The board need to own the Business Risk Assessment and whilst the administrator will often provide a documentary template directors need to ensure it covers all the commercial, operational and regulatory risks faced by the business. A one-size-fits-all approach simply does not work and the base template will need to be tailored to reflect the activities of each company and the differing perceptions and judgements of individual boards. Whilst it is important for an independent director to maintain consistency in their views across the boards they sit on, the collective judgement will inevitably alter according to the prevailing circumstances of each company.
Whilst AML/CFT responsibilities should be integrated into the governance process and be taken into account under each of the above headings, the JFSC summary threw a spotlight on this area and it would be prudent for directors to also give it specific consideration. It is natural for boards to focus on financial controls and reporting as key indicators of the health of the company but, as recent regulatory sanctions imposed by the US on international banks has shown, equal attention must be given to the controls and reporting in place to fulfil AML/CFT obligations in order to evidence them being discharged.
At the core is proper consideration of AML/CFT issues within the Business Risk Assessment that accounts for jurisdictional risk and how it may change over time depending on the location or source of new clients or investors. The nature of clients or investors and the degree to which reliance is placed on others to verify their identity and assess the legitimacy of their funds must also be a factor. Boards need to understand the risk assessment methodology being used, be aware of the make-up of the client or investor base according to their AML/CFT risk categorisation and question the level of clients with outstanding CDD, being prepared to reject the business of recidivists. They also need to understand the transaction monitoring taking place, the instances where this has raised queries and the number of SARs that have been made. All this can only be evidenced through relevant reporting and discussions thereof being recorded in board meeting minutes.

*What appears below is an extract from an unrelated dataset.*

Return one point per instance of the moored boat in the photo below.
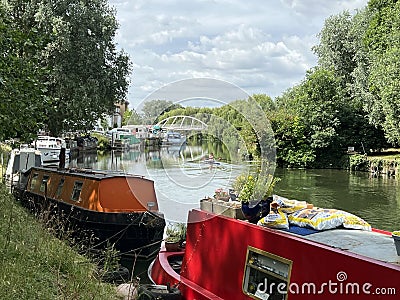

Reading the comments of the JFSC makes it abundantly clear that the Regulator expects directors to do more than simply rely on their administrators to operate in a compliant manner. Rather, they are looking for a demonstrable level of interaction by boards, showing their appreciation of regulatory requirements and evidencing the application of the collective grey matter of the directors in determining how they are dealt with and overseeing the implementation of their decisions by the appointed administrators.